With news bubbling up about coronavirus variants, here is a variant message of my own: Look past the recent coronavirus headlines and you will find some extremely hopeful developments.
The remarkably high efficacy rates for the Pfizer-BioNTech and Moderna vaccines quickly spoiled us after health experts for months said that anything over 50% effective would be a win. So when Johnson & Johnson announced last week that its phase 3 trials of its single-dose vaccine produced a 66% overall efficacy, the headlines across the Internet deemed the results as a disappointment.
That was somewhat understandable, as the Johnson & Johnson vaccine is being made with adenovirus-vector technology that is not novel like the messenger RNA (mRNA)-based technology behind the Pfizer-BioNTech and Moderna vaccines. However, the Johnson & Johnson vaccine does not require super cold storage or two jabs like the mRNA-based vaccines, making it easier logistically and economically to get to more people than the other two. Thus, health experts have been anxiously awaiting its results as they view it to be the type of vaccine that could turn the tide of the pandemic.
If that tide-turner is only 66% effective in bringing immunity to the coronavirus, how do you get the public behind taking it when other vaccines have produced better immunity results?
You do that by emphasizing the story that came from that result: It was 100% effective in preventing hospitalisations and deaths from the coronavirus, and 85% effective in preventing severe cases.

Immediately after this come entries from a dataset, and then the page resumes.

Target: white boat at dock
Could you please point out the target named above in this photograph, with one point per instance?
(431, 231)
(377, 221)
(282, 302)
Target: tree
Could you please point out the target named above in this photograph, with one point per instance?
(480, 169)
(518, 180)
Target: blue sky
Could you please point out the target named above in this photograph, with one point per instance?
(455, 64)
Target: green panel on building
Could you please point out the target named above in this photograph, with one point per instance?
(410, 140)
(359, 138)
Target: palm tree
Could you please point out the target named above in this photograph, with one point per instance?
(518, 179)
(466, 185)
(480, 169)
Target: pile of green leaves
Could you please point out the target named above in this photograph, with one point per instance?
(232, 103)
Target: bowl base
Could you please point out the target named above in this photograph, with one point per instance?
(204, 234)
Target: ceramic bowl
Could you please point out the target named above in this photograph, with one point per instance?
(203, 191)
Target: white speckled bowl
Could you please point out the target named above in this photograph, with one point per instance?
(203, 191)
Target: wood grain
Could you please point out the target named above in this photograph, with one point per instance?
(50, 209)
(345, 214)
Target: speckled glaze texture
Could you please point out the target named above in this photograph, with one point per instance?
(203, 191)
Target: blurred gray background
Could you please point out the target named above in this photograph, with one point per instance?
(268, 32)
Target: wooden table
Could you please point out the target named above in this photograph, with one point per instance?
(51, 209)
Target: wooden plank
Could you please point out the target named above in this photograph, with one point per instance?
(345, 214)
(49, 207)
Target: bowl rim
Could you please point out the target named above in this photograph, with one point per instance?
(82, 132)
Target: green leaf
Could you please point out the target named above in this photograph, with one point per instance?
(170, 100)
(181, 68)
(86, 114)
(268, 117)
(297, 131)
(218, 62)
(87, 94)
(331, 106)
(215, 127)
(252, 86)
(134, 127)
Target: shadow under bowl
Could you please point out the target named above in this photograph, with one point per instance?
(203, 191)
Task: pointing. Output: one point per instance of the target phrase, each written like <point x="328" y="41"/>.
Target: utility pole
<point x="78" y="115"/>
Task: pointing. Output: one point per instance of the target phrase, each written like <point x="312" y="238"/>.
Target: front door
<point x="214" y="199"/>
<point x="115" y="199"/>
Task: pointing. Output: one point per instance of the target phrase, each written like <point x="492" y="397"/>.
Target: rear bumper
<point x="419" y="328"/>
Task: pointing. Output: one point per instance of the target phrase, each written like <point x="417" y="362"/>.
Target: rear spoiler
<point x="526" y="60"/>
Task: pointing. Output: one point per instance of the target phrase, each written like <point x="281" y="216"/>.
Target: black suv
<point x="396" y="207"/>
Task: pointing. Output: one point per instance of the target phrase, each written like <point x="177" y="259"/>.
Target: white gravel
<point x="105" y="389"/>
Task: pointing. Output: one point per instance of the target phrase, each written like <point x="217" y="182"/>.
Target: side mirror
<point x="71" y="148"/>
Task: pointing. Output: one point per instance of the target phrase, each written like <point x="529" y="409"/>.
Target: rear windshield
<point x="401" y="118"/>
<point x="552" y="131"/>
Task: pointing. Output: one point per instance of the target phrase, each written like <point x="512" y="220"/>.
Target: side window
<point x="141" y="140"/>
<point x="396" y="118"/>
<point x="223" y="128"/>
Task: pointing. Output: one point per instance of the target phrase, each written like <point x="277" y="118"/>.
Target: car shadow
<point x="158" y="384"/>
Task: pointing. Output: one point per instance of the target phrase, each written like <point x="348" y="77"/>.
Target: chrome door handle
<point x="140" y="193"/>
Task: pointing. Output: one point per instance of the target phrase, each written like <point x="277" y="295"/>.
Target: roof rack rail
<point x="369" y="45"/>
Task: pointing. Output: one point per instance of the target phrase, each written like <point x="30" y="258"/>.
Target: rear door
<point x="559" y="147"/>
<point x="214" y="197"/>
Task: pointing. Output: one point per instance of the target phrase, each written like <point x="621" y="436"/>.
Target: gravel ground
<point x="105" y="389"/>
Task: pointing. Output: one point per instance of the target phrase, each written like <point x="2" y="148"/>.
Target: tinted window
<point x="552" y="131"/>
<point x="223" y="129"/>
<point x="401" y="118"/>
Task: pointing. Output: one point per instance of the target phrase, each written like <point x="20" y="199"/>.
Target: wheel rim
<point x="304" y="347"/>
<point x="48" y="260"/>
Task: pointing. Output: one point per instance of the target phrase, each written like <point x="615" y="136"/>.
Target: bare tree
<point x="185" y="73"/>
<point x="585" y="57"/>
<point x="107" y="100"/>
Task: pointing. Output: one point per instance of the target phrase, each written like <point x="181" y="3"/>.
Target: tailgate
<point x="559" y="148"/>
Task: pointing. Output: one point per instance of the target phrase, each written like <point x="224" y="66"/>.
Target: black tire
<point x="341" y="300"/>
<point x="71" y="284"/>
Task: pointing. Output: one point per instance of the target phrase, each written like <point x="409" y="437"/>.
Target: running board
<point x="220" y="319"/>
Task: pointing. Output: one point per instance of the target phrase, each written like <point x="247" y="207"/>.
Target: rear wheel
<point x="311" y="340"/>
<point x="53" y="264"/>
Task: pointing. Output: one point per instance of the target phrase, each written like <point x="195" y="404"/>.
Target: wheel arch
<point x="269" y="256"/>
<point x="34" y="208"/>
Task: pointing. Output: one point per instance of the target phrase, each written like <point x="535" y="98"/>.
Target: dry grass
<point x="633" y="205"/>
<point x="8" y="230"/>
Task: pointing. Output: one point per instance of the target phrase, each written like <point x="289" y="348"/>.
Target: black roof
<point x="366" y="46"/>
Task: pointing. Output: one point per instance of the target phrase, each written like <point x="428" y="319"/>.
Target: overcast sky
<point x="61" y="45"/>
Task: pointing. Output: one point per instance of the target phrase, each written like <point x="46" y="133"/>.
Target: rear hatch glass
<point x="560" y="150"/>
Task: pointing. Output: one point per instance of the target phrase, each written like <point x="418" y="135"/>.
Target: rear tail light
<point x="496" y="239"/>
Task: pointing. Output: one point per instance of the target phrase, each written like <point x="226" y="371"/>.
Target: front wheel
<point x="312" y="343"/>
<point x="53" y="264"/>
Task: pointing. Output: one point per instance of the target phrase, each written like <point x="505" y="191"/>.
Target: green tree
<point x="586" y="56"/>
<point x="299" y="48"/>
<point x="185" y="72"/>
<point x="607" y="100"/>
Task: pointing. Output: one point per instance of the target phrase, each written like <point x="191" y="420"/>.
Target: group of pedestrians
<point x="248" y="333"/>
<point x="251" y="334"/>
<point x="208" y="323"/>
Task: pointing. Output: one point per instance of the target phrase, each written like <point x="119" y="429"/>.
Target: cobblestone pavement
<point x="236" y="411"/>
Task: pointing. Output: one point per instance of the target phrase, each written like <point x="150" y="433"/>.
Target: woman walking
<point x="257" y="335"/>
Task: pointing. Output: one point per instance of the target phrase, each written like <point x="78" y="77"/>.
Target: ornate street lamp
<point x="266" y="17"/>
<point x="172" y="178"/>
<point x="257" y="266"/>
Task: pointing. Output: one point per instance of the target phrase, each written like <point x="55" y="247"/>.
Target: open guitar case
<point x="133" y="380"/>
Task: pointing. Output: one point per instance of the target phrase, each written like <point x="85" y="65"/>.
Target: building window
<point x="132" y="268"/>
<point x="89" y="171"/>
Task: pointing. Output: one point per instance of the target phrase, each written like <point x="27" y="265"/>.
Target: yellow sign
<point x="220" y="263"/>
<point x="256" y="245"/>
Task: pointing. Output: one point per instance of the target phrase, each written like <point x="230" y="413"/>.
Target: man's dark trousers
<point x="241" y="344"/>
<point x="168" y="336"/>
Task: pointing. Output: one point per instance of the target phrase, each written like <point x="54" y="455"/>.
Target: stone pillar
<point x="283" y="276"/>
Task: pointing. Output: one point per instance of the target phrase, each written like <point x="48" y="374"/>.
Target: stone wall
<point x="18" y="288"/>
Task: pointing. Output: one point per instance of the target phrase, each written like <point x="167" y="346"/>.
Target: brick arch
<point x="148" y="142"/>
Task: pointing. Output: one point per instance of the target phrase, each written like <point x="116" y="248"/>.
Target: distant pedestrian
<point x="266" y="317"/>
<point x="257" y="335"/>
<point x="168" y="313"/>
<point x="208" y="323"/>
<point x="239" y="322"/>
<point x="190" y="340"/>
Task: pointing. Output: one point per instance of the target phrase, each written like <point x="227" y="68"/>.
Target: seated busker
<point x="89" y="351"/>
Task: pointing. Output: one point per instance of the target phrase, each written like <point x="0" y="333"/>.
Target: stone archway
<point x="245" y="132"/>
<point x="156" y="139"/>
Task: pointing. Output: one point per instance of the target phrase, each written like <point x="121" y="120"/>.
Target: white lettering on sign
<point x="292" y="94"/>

Those results held true against variants such as the South African one, which appears to be more contagious.
“Not a single person who got vaccinated, and had illness after four weeks, ended up in the hospital,” Dr Mathai Mammen, global head of pharmaceutical research and development at Johnson & Johnson, told NBC News, adding that this “leads me to believe that this vaccine will stop this pandemic”.
In short, the Johnson & Johnson vaccine turns the coronavirus into a really bad cold, and we can live with a really bad cold. Such a development portends to a day in the nearing future in which we will no longer live under the thumb of coronavirus.
US coronavirus cases are falling, while deaths may have mercifully peaked. Vaccines are making their way into communities, and shipments are about to be sent to US pharmacies. Going forward, there are still a host of vaccine developers in various trial stages across the world that will help bring an end to the pandemic to all corners of the world.
Great hurdles remain, not the least of which is making sure that developing countries without vaccine production get access to these life-saving products. It is a moral imperative that developed countries help their global neighbours, but it also is an opportunity for those in the medical supply chain to step up as well.
Medical device manufacturers such as Becton Dickinson and Cardinal Health make syringes and already have the reputation of producing life-saving products. Polypropylene producers such as ExxonMobil, Braskem or Flint Hills Resources are not necessarily viewed in the same warm light. They should be, because without their resin the vaccines could not be deployed as quickly or as economically, compared with alternatives such as the much heavier and more costly metal. Resin producers have an opportunity to leverage their relationships with medical device manufacturers to mutually promote their partnership in getting the vaccines to the world.
While the pandemic’s end is not right around the corner, that end is more visible with the Johnson & Johnson news. More than ever, it is imperative that supply chains supporting vaccination efforts pour their energies into this effort and prepare for emergence on the other side of this tiresome pandemic.
Disclaimer: The views in this blogpost should in no shape or form be taken as actual forecasts and are my personal views only.